Extrait de "Entretiens" de Julien Gracq, éditions Corti, 2002.

Entretien avec Bernhild Boie, 2001

Bernhild Boie: Vous insistez aussi sur le rôle du hasard dans l’écriture. Comment se conjuguent hasard et jugement dans le travail de la langue ?

Julien Gracq: L’écrivain a affaire à la langue, comme le peintre aux lignes et aux couleurs, et le musicien aux notes de musique, aux instruments et aux voix. Il a dessein d’exprimer quelque chose mais – contrairement à la conversation triviale, où on parle en utilisant le « plus petit commun du vocabulaire », maniable à volonté et toujours disponible dans la banalité – il a des exigences plus grandes, à la fois en précision et en capacité d’éveiller des échos : il veut d’une certaine manière, « faire vivre » la langue.

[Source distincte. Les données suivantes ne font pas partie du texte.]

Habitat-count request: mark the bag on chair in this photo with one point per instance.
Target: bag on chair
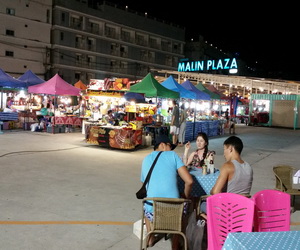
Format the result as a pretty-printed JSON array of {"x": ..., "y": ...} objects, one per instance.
[{"x": 142, "y": 193}]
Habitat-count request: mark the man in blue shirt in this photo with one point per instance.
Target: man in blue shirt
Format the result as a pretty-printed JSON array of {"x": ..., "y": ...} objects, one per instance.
[{"x": 163, "y": 181}]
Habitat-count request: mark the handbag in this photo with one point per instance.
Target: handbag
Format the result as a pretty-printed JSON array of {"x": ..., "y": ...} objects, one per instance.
[{"x": 142, "y": 193}]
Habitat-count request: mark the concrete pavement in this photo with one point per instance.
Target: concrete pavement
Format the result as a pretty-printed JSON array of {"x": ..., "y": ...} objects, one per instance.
[{"x": 57, "y": 192}]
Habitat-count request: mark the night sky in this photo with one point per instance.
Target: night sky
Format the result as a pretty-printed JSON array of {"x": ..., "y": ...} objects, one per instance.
[{"x": 266, "y": 37}]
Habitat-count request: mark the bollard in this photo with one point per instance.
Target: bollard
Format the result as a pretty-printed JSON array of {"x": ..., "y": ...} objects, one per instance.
[{"x": 1, "y": 123}]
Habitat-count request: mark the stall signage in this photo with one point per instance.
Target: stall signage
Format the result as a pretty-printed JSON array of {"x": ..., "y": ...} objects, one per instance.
[
  {"x": 221, "y": 64},
  {"x": 105, "y": 93},
  {"x": 110, "y": 84}
]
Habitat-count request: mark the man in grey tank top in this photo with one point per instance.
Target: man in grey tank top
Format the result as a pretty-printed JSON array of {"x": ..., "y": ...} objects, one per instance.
[{"x": 236, "y": 175}]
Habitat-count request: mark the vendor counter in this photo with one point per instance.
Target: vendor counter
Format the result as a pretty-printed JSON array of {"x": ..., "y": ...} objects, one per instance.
[
  {"x": 113, "y": 136},
  {"x": 211, "y": 128}
]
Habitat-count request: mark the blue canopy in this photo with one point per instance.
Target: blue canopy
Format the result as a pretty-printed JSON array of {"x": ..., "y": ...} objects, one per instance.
[
  {"x": 30, "y": 78},
  {"x": 130, "y": 96},
  {"x": 171, "y": 84},
  {"x": 7, "y": 81},
  {"x": 199, "y": 94}
]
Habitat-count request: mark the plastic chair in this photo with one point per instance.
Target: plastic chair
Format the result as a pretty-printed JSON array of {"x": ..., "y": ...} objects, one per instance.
[
  {"x": 167, "y": 218},
  {"x": 284, "y": 181},
  {"x": 227, "y": 213},
  {"x": 271, "y": 211}
]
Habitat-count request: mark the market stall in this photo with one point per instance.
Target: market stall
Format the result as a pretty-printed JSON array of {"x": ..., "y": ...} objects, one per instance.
[
  {"x": 57, "y": 115},
  {"x": 112, "y": 117},
  {"x": 151, "y": 88},
  {"x": 275, "y": 110}
]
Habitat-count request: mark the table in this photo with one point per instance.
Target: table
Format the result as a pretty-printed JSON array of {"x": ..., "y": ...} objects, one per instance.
[
  {"x": 263, "y": 240},
  {"x": 202, "y": 183},
  {"x": 156, "y": 131}
]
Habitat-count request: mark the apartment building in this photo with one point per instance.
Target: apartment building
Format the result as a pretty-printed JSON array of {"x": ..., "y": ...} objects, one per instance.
[
  {"x": 81, "y": 40},
  {"x": 97, "y": 40},
  {"x": 25, "y": 28}
]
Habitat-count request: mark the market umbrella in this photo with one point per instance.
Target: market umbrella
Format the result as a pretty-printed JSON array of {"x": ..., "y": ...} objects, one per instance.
[
  {"x": 55, "y": 86},
  {"x": 80, "y": 85},
  {"x": 138, "y": 98},
  {"x": 211, "y": 94},
  {"x": 30, "y": 78},
  {"x": 152, "y": 88},
  {"x": 171, "y": 84},
  {"x": 200, "y": 95},
  {"x": 7, "y": 81}
]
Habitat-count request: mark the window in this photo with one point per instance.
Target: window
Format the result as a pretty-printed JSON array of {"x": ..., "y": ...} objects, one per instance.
[
  {"x": 48, "y": 16},
  {"x": 10, "y": 11},
  {"x": 10, "y": 32},
  {"x": 63, "y": 17},
  {"x": 77, "y": 76},
  {"x": 9, "y": 53}
]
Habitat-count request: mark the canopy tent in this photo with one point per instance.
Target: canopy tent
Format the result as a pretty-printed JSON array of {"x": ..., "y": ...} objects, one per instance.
[
  {"x": 171, "y": 84},
  {"x": 152, "y": 88},
  {"x": 7, "y": 81},
  {"x": 199, "y": 94},
  {"x": 211, "y": 94},
  {"x": 138, "y": 98},
  {"x": 214, "y": 90},
  {"x": 54, "y": 86},
  {"x": 80, "y": 85},
  {"x": 30, "y": 78}
]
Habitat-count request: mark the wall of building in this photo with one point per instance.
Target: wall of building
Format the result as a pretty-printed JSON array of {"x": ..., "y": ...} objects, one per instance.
[
  {"x": 105, "y": 41},
  {"x": 25, "y": 36}
]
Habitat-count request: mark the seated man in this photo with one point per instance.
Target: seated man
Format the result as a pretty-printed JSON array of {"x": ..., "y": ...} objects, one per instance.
[
  {"x": 163, "y": 181},
  {"x": 231, "y": 125},
  {"x": 236, "y": 175}
]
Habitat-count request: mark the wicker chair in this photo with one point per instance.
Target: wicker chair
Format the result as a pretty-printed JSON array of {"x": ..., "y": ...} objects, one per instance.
[
  {"x": 284, "y": 181},
  {"x": 167, "y": 218}
]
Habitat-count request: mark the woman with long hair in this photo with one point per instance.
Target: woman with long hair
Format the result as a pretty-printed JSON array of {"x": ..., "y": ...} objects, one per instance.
[{"x": 197, "y": 158}]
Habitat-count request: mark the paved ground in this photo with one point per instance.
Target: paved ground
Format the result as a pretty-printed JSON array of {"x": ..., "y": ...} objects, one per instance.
[{"x": 59, "y": 193}]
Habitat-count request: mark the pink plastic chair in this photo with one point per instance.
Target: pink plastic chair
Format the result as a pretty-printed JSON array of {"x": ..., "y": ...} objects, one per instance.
[
  {"x": 227, "y": 213},
  {"x": 272, "y": 211}
]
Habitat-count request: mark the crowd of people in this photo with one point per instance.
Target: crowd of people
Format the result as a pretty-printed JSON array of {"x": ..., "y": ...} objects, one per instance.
[{"x": 235, "y": 175}]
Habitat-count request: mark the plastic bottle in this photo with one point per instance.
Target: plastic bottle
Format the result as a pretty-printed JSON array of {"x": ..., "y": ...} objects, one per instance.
[{"x": 204, "y": 169}]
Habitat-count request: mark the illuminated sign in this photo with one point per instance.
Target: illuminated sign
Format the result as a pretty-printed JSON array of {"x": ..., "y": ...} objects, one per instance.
[{"x": 221, "y": 64}]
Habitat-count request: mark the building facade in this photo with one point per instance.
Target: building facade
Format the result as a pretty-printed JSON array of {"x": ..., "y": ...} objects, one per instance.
[
  {"x": 25, "y": 28},
  {"x": 95, "y": 41}
]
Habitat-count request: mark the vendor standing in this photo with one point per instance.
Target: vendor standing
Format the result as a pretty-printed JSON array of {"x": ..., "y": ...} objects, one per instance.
[{"x": 109, "y": 118}]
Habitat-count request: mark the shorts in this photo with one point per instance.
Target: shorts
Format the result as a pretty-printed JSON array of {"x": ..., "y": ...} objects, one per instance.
[{"x": 174, "y": 130}]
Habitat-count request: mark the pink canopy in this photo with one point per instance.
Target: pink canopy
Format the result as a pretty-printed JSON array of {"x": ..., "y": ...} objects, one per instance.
[{"x": 55, "y": 86}]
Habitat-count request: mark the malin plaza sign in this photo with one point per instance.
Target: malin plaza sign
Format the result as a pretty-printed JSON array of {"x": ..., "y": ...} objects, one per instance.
[{"x": 205, "y": 65}]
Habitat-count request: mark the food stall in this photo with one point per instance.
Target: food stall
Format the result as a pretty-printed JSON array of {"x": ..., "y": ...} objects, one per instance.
[
  {"x": 57, "y": 99},
  {"x": 124, "y": 130},
  {"x": 275, "y": 110}
]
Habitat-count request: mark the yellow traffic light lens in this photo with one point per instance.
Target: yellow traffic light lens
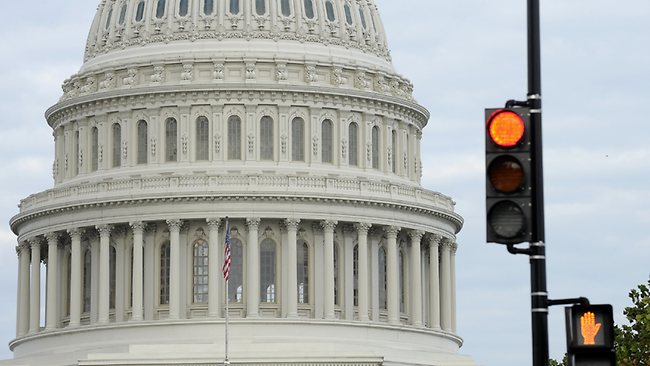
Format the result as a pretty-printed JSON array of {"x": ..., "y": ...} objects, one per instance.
[
  {"x": 506, "y": 128},
  {"x": 506, "y": 174},
  {"x": 507, "y": 220}
]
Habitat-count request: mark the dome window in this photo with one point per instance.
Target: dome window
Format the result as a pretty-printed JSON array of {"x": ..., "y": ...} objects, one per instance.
[
  {"x": 348, "y": 14},
  {"x": 122, "y": 18},
  {"x": 309, "y": 9},
  {"x": 160, "y": 9},
  {"x": 139, "y": 13},
  {"x": 108, "y": 19},
  {"x": 208, "y": 7},
  {"x": 363, "y": 18},
  {"x": 329, "y": 9},
  {"x": 183, "y": 8},
  {"x": 260, "y": 7},
  {"x": 285, "y": 8},
  {"x": 234, "y": 7}
]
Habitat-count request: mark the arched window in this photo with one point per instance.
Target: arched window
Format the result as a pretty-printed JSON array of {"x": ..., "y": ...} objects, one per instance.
[
  {"x": 329, "y": 10},
  {"x": 260, "y": 7},
  {"x": 208, "y": 7},
  {"x": 160, "y": 8},
  {"x": 327, "y": 134},
  {"x": 355, "y": 274},
  {"x": 200, "y": 266},
  {"x": 183, "y": 7},
  {"x": 309, "y": 9},
  {"x": 202, "y": 138},
  {"x": 112, "y": 275},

C’est elle seule alors qui peut lui faire des propositions, des combinaisons de mots variées. Ici intervient certes le hasard, mais aussi la plus ou moins grande souplesse que l’écrivain a dans le maniement de la langue, et aussi – c’est très important – l’ouverture, qu’il a, et qui doit être la plus grande possible, à l’éventuel verbal, même très éloigné de la zone où il « cherchait ses mots ». La bonne expression, celle qui s’imposera, est souvent d’apparence incongrue : et je suis convaincu qu’une des principales qualités de l’écrivain est de savoir faire accueil à tout ce qui semble d’abord se présenter à la traverse. Naturellement un tri s’exerce, une apparente trouvaille n’est souvent qu’une percée en direction d’une expression encore meilleure ; le jugement intervient, le travail de la phrase commence, et tous les dosages entre les dons de la langue et les exigences du jugement de qualité, du ton de l’ensemble et de l’équilibre de l’ouvrage, interviennent, dans des proportions extrêmement variées. C’est à peu près ainsi que pour ma part je vois le hasard des mots et le travail de la phrase se conjuguer.